Released: n/a, Relapse
Reviewer: Michael De Los Muertos
This was an impulsive, spur-of-the-moment purchase at Second Avenue Records, the ramshackle little record store in downtown Portland, on my lunch hour. I can’t even say what attracted me to this album, since I’d never heard of Mastodon, the cover was unremarkable, and there were none of the obvious “buy me” gimmicks that usually cause me to purchase unknown material (gimmicks such as swords, dragons, elves, a band name containing the word “Steel,” etc.). Luckily this rash decision turned out to be one of the smartest metal purchases this year, because REMISSION is not just a good album, it’s terrific!
It’s difficult to peg Mastodon’s style. At times it has elements of doom metal, stoner metal, death metal, and atmospheric metal. I can’t even name a band that really comes close in sound, but there’s probably a few out there like this. All of their music is exceptionally heavy. The guitar sound is as thick and substantial as a big, juicy top sirloin steak. The drumming is quite innovative and unpredictable. The first two tracks, “Crusher Destroyer” and “March of the Fire Ants,” are snappy and promise good things, but the real innovation and brilliance of this band starts to seep through with subtlety on the third track, “Where Strides the Behemoth.” The album gets even better from there. The tracks on the middle and through the end of the album begin to spin an almost magical web of dark, gritty ambience, but there’s also a polished edge to it which I credit mostly to the extremely tight musicianship of the entire band combined with excellent production. REMISSION sounds fantastic from the first song to the end. Even through a few slow sections (such as the moody openings of “Ol’e Nessie” and “Trilobite,” and the final instrumental track, “Elephant Man”) this band maintains its almost mesmerizing spell on the listener, bringing you through a lot of different moods up to its finally depressing ending.
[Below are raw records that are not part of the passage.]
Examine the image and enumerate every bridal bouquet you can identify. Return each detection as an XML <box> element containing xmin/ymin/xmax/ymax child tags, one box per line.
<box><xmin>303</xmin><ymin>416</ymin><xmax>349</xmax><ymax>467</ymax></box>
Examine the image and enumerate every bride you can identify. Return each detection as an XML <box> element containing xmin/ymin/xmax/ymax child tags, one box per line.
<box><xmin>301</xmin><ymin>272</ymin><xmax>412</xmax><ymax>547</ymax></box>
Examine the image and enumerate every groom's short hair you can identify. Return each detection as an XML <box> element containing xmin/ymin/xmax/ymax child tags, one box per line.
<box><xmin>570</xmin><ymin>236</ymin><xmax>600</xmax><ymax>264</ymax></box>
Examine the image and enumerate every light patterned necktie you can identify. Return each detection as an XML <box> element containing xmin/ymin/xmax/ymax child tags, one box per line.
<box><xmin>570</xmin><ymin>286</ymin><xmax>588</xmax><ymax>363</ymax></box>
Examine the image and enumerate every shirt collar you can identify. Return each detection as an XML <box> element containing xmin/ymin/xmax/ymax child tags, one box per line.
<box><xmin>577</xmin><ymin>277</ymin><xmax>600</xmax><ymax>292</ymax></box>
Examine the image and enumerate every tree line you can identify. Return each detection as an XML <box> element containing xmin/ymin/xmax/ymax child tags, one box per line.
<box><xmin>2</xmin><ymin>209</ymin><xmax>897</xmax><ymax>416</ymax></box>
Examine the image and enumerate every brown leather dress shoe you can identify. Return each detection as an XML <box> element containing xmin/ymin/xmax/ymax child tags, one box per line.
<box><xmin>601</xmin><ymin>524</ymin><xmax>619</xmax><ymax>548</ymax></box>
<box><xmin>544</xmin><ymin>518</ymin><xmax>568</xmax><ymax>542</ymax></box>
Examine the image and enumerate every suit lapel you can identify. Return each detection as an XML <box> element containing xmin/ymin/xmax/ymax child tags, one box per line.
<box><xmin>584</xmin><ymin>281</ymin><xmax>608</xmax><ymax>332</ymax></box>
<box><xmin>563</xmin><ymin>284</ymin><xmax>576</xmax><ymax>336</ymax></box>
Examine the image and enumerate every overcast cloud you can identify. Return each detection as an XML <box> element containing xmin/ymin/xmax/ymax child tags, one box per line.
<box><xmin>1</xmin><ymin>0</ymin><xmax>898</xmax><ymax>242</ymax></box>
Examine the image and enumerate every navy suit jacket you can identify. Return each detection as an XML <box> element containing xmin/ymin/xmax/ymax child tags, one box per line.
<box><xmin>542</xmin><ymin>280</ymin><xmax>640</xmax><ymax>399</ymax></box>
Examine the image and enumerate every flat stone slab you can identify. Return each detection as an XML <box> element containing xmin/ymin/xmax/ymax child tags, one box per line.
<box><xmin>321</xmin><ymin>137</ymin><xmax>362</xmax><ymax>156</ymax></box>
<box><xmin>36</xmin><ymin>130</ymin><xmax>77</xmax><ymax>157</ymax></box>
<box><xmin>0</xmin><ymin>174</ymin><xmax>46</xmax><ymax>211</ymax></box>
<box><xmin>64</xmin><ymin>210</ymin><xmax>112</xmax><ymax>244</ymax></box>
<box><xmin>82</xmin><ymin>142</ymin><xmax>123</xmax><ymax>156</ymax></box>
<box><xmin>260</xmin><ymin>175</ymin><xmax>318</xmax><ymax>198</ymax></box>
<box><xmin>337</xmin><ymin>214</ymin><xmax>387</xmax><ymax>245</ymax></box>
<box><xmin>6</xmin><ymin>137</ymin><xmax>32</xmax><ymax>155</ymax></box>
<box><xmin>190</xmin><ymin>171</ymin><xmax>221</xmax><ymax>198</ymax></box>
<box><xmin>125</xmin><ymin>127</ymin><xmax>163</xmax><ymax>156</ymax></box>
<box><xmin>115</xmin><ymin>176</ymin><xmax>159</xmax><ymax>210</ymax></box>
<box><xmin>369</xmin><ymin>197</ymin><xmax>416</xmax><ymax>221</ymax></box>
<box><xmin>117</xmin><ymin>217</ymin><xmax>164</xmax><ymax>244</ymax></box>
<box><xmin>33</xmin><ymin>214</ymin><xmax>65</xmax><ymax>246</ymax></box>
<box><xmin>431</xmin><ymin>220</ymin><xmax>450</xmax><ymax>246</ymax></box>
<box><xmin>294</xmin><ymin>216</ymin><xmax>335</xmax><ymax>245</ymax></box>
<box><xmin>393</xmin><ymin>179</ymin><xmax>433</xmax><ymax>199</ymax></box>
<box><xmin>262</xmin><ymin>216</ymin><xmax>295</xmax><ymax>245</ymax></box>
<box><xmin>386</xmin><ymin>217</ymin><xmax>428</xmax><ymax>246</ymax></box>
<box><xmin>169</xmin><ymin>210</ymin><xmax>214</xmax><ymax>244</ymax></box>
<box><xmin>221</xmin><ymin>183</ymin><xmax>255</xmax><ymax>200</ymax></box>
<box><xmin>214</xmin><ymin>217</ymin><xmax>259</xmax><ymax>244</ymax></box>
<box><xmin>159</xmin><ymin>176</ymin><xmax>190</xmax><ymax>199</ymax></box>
A minor point perhaps, but I see a welcome nod to old Metallica with the synthesized “whistling winter wind” noises on the beginning of the final track, “Elephant Man,” and the guitar intro. It reminds me a lot of Metallica’s first instrumental, “When Hell Freezes Over” (a much more appropriate title, which was inexplicably changed to “The Call of Kthulu” when it was included on the Ride the Lightning album). Mastodon obviously know their roots!
On the whole, I loved this album, and I wouldn’t be surprised if it showed up on my list of the top albums of 2002. This is clearly a band to be reckoned with in the future. I eagerly await another Mastodon release, and after hearing REMISSION, you probably will too.